Despite Murray's determination to play again, especially at his home Grand Slam, tennis legend John McEnroe has a serious word of warning for him.
“I carried on for about seven years - that’s a long time,” said the three-time Wimbledon, now 59.
“You keep giving yourself reasons as to why it’s worth it, the upside. You know: ‘It’s worth taking semi-humiliation’. You are still out there doing something you love in a way. You’re not as good as you were.
“I’m not even saying he won’t be. I don’t know what will happen, but it will be pretty tough to come back and be better than he was, unless I’m missing something when you have hip surgery.
“It’s worse, for me personally, to not even be able to play and not participate than, say, lose and you drop to 10 in the world. Even the last Wimbledon I played [in 1992 when he reached the semi-finals], I still had myself thinking ‘I could do this’.
It’s just a different animal. He’s going to play because he loves to play, but I’m sure he would be realistic about what he could do if he did play.

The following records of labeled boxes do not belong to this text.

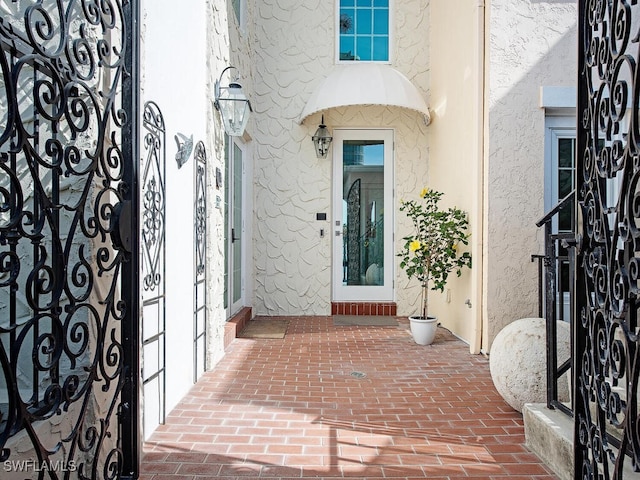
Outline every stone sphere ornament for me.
[489,318,571,412]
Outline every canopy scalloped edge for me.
[299,63,431,125]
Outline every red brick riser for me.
[224,307,251,349]
[331,302,396,316]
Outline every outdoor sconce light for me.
[213,67,253,137]
[311,115,333,158]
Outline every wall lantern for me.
[311,115,333,158]
[213,67,253,137]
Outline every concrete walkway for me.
[141,317,556,480]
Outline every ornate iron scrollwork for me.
[0,0,137,478]
[574,0,640,479]
[193,142,207,382]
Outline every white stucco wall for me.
[483,0,577,349]
[251,0,429,315]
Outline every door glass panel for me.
[342,140,384,285]
[232,143,242,303]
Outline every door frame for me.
[331,128,395,302]
[224,135,250,319]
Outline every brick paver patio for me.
[141,317,556,480]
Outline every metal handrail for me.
[531,190,576,416]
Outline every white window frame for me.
[334,0,396,65]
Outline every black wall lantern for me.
[213,67,253,137]
[311,115,333,158]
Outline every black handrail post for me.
[544,220,558,409]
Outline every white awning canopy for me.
[300,62,431,124]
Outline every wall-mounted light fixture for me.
[213,67,253,137]
[311,115,333,158]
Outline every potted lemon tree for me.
[397,188,471,345]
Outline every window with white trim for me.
[338,0,390,62]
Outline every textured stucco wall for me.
[483,0,577,349]
[429,0,484,353]
[251,0,429,315]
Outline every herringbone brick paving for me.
[141,317,555,480]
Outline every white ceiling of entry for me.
[300,62,431,124]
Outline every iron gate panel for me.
[0,0,139,478]
[193,141,207,383]
[140,102,166,436]
[574,0,640,480]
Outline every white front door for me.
[224,136,246,318]
[332,129,393,301]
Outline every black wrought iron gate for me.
[574,0,640,480]
[0,0,139,479]
[140,102,167,436]
[193,141,207,383]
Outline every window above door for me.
[336,0,391,62]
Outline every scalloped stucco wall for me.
[483,0,577,349]
[251,0,429,315]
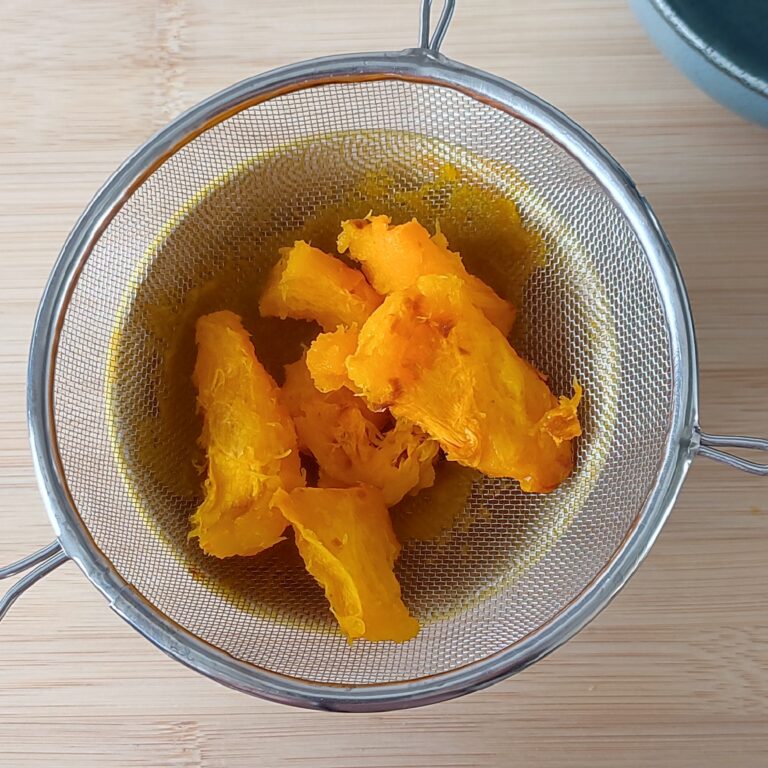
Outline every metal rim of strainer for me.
[0,0,768,711]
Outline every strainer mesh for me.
[54,79,672,684]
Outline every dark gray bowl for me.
[629,0,768,127]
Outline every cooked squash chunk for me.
[259,240,381,331]
[307,325,358,392]
[190,312,303,557]
[347,275,580,492]
[338,215,515,336]
[282,359,438,506]
[274,486,419,643]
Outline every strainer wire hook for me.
[419,0,456,53]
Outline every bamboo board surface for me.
[0,0,768,768]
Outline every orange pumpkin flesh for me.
[347,275,581,492]
[282,359,438,506]
[190,312,303,557]
[338,215,515,336]
[274,486,419,642]
[259,240,381,331]
[307,325,358,392]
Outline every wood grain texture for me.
[0,0,768,768]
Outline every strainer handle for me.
[0,540,69,620]
[419,0,456,53]
[698,431,768,476]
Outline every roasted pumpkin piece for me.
[274,486,419,643]
[347,275,581,492]
[282,359,438,506]
[338,215,515,336]
[190,311,303,557]
[259,240,381,331]
[307,325,358,392]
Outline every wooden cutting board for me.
[0,0,768,768]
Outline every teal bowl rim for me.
[648,0,768,97]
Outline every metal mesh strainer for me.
[0,0,766,709]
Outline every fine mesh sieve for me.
[0,0,766,709]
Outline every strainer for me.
[0,0,768,710]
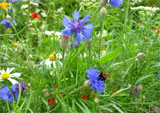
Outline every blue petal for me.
[82,24,93,41]
[62,16,71,27]
[74,33,83,43]
[13,20,17,26]
[82,15,90,23]
[109,0,123,9]
[72,10,79,20]
[60,28,74,36]
[84,24,94,29]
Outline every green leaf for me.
[97,48,122,63]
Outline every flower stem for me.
[98,16,105,67]
[63,50,69,112]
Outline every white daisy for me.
[0,68,21,84]
[40,53,62,67]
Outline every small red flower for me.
[30,12,40,20]
[112,90,118,94]
[153,27,158,31]
[82,94,88,100]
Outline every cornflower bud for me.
[84,80,90,87]
[100,7,107,17]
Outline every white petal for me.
[0,78,3,81]
[10,73,21,78]
[8,78,18,84]
[6,68,15,73]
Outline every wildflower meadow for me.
[0,0,160,113]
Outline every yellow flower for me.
[0,2,8,9]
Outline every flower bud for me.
[100,7,107,17]
[100,0,108,7]
[61,35,69,51]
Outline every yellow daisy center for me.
[100,51,104,53]
[49,54,55,61]
[1,73,10,79]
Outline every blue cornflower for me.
[87,67,105,94]
[0,20,17,28]
[0,85,13,103]
[109,0,123,8]
[61,10,94,43]
[158,73,160,79]
[12,82,27,101]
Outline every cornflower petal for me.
[74,33,83,43]
[10,73,21,78]
[82,15,90,23]
[72,10,79,20]
[62,16,71,27]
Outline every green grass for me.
[0,0,160,113]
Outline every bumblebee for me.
[98,71,109,81]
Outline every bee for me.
[98,71,109,81]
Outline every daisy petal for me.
[73,10,79,20]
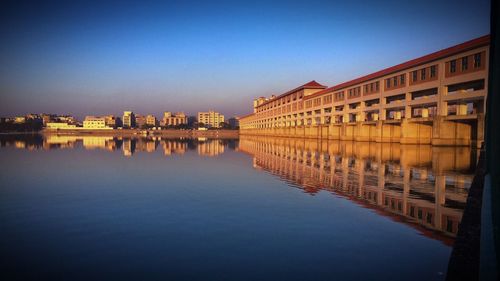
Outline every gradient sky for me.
[0,0,489,118]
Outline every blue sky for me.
[0,0,489,118]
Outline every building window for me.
[462,57,469,71]
[474,53,481,68]
[450,60,457,73]
[431,65,436,78]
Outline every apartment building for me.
[161,111,188,127]
[240,35,490,145]
[146,114,158,127]
[122,111,135,129]
[198,110,224,128]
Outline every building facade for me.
[122,111,135,129]
[146,114,158,127]
[161,111,188,127]
[198,110,224,128]
[240,36,490,145]
[135,114,147,129]
[83,116,113,129]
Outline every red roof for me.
[307,35,490,99]
[259,80,327,106]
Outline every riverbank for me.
[40,129,239,138]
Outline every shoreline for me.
[39,129,239,138]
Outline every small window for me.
[411,70,417,82]
[462,57,469,71]
[430,65,436,78]
[450,60,457,73]
[474,53,481,68]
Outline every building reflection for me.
[0,134,237,157]
[197,138,225,157]
[239,136,477,244]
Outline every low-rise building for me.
[122,111,135,128]
[83,116,113,129]
[135,114,146,129]
[146,114,158,127]
[198,110,224,128]
[46,122,78,130]
[161,111,187,127]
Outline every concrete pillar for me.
[437,85,448,116]
[405,93,411,119]
[422,108,429,118]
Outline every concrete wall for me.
[240,115,484,147]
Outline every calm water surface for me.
[0,135,477,280]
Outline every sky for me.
[0,0,490,119]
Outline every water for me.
[0,136,477,280]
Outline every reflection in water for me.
[0,135,229,156]
[0,132,477,244]
[239,136,477,244]
[0,135,477,280]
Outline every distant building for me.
[227,117,240,129]
[104,115,122,128]
[188,116,198,128]
[161,111,188,127]
[46,122,78,130]
[198,110,224,128]
[14,116,26,124]
[146,114,158,127]
[135,114,146,128]
[122,111,135,128]
[83,116,113,129]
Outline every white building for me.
[83,116,112,129]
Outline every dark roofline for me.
[304,34,490,99]
[258,80,327,107]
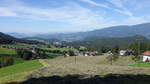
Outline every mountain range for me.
[7,23,150,41]
[0,32,42,44]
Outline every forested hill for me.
[70,35,150,50]
[0,32,41,44]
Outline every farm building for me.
[142,51,150,62]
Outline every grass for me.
[13,56,25,64]
[0,60,43,78]
[0,55,150,84]
[0,48,16,54]
[0,44,31,48]
[129,62,150,67]
[27,56,150,77]
[46,53,62,59]
[42,48,75,51]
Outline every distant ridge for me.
[7,23,150,41]
[0,32,40,44]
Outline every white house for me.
[142,51,150,62]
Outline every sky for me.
[0,0,150,33]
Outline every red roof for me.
[143,51,150,56]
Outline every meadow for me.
[0,48,16,54]
[0,55,150,83]
[0,60,43,84]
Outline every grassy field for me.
[27,56,150,77]
[129,62,150,67]
[0,55,150,84]
[0,44,31,48]
[46,52,62,59]
[0,48,16,54]
[0,60,43,78]
[42,48,77,51]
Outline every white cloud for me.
[81,0,109,9]
[0,2,114,29]
[80,0,133,16]
[107,0,133,17]
[0,7,17,16]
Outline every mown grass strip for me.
[0,48,16,54]
[0,60,43,78]
[129,62,150,67]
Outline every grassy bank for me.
[0,60,43,78]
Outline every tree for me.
[79,46,87,51]
[132,55,141,66]
[112,46,119,54]
[106,52,119,65]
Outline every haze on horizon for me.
[0,0,150,33]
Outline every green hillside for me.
[0,60,43,78]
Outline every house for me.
[142,51,150,62]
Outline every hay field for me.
[28,56,150,78]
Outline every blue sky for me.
[0,0,150,33]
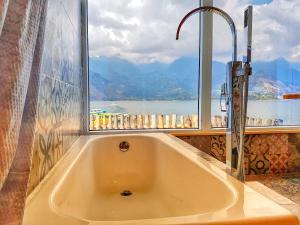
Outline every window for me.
[88,0,199,130]
[88,0,300,130]
[211,0,300,127]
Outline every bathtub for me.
[23,133,298,225]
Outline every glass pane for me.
[88,0,199,130]
[212,0,300,126]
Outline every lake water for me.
[90,99,300,125]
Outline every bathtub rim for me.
[23,132,299,225]
[48,133,239,223]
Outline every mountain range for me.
[89,57,300,100]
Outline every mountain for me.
[89,57,300,100]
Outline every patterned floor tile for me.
[270,153,289,174]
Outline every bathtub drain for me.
[120,190,132,197]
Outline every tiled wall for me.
[179,134,300,175]
[0,0,83,225]
[28,0,83,193]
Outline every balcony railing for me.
[89,113,283,131]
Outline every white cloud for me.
[89,0,300,62]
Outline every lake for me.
[90,99,300,125]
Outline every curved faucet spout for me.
[176,6,237,61]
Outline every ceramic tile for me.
[270,153,289,173]
[210,135,226,163]
[267,134,288,154]
[248,154,270,174]
[288,134,300,172]
[249,135,270,155]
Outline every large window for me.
[211,0,300,127]
[88,0,199,130]
[88,0,300,130]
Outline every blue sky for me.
[251,0,273,5]
[88,0,300,62]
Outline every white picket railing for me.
[90,114,283,130]
[90,114,198,130]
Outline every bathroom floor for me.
[247,173,300,204]
[247,173,300,220]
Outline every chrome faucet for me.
[176,6,252,182]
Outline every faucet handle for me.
[220,83,228,112]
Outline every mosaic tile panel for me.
[28,0,83,193]
[210,135,226,163]
[0,0,41,189]
[288,134,300,173]
[179,134,300,175]
[0,1,46,225]
[179,136,211,154]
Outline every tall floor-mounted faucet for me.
[176,6,252,182]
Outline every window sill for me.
[84,126,300,137]
[169,126,300,137]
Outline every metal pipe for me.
[176,6,237,61]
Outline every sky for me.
[88,0,300,63]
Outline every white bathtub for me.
[23,134,298,225]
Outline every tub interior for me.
[52,135,234,221]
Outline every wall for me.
[0,0,83,225]
[28,0,83,193]
[179,134,300,175]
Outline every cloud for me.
[89,0,300,62]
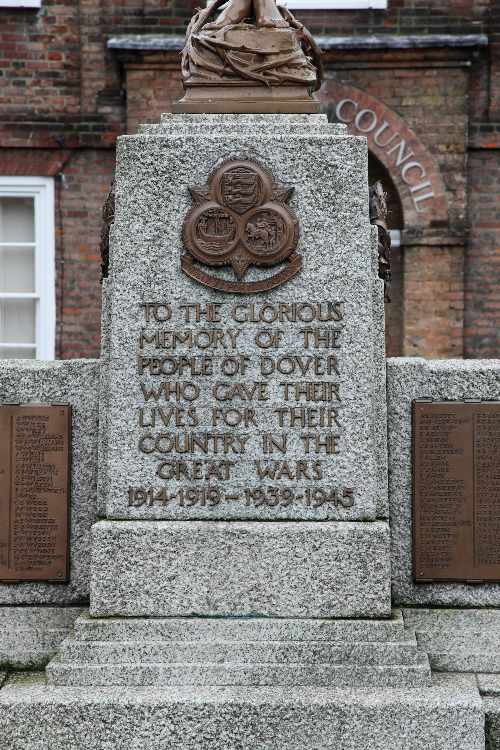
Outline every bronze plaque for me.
[181,159,302,294]
[0,404,71,583]
[413,401,500,583]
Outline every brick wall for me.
[56,149,115,359]
[0,0,500,357]
[465,149,500,357]
[295,0,488,36]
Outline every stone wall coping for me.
[107,34,489,51]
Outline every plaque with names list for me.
[0,404,71,583]
[413,401,500,584]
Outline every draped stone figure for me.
[176,0,321,113]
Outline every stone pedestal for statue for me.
[0,115,484,750]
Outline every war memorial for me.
[0,0,500,750]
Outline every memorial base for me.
[47,612,431,688]
[0,674,484,750]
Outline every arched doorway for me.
[368,152,404,357]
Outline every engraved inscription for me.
[0,405,71,582]
[133,300,356,518]
[413,402,500,582]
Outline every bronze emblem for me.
[181,160,302,294]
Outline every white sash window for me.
[282,0,387,10]
[0,177,55,359]
[0,0,42,8]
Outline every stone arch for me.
[319,79,449,232]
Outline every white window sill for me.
[283,0,388,10]
[0,0,42,10]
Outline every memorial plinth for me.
[0,115,483,750]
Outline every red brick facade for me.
[0,0,500,358]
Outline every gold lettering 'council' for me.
[128,300,355,516]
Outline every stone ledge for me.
[107,34,488,52]
[0,674,484,750]
[90,521,391,618]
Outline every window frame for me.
[0,175,56,360]
[285,0,388,10]
[0,0,42,10]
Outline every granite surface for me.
[0,359,99,605]
[403,609,500,676]
[90,521,390,618]
[0,607,82,669]
[47,613,431,687]
[387,358,500,607]
[103,115,385,521]
[0,673,484,750]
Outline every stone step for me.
[46,654,431,688]
[0,673,484,750]
[51,638,417,665]
[75,610,407,643]
[404,609,500,672]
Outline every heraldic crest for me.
[181,159,302,294]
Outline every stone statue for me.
[175,0,321,113]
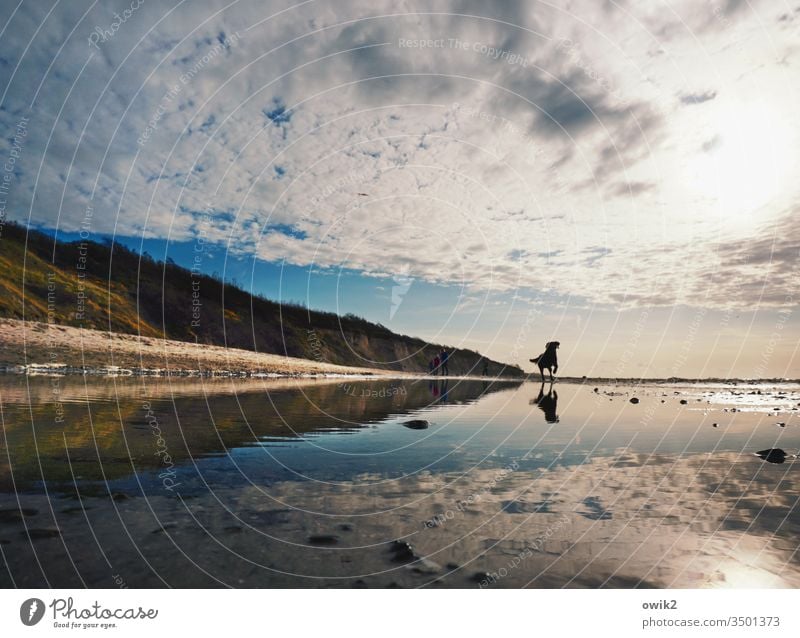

“It would be tough to go a long way if he hasn’t played. When you have a hip problem you have a tendency to be more cautious. I had some hip issues, I felt like I lost some speed. It’s not a good feeling particularly when guys are hitting it harder than ever even when I was playing.
“And Andy, it just seems like every time they can harry, they are just going for it. If you are not feeling quite right it can be tough, it’s too bad.
“How can he know he is 100 per cent? You got me, there is no way to know. You play practice and we all know how different practice is to a match where you step on the centre court at Wimbledon.”